The preparation of different countries to cope with their ageing population varies considerably from one continent to another. The African population, still predominantly very young, has not yet undergone this transition, compared to the population in Europe, USA and Japan, where the transition took place rather naturally.
It is different in China: It is the country that appears to present the most problems regarding this situation, since its status changed, from that of “a young country” to that of an “older country” with almost no transition period. It should be recalled that a few months ago China abandoned the one child policy that was started in the 70’s, but perhaps it was a little too late… The counterpart of this rapid ageing is that China is now an enormous opportunity for the “silver economy”.
And the situation in France?
French people are very preoccupied by their health, and more particularly by their ageing, according to a HSBC survey carried out at the end of April. The majority of them had not anticipated their old years, neither financially nor materially. Furthermore, a large number of senior citizens must also care for very elderly parents.
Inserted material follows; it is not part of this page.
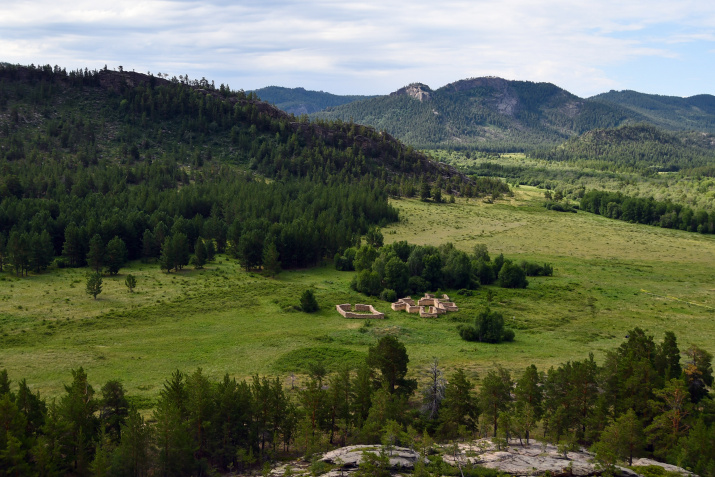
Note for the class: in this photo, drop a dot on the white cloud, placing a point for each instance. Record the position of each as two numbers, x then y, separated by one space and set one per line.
367 47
One first positive consequence for an ageing population would be the development of home care services, which creates jobs, as well as infrastructures needed for taking care of elderly individuals. The law for adapting society for ageing from December 2015 lists some of the first elements to address this challenge.
A second consequence, which could be positive but also negative, would be the development of the market of robots to assist people who are losing autonomy, faced with the potential lack of qualified individuals. Japan is playing the leading role in this marketplace and France too has performed well in this area. Most assuredly, ethical rules need to be established to deal with this new market which could help address the demographical issues totally unseen until now in the history of humanity.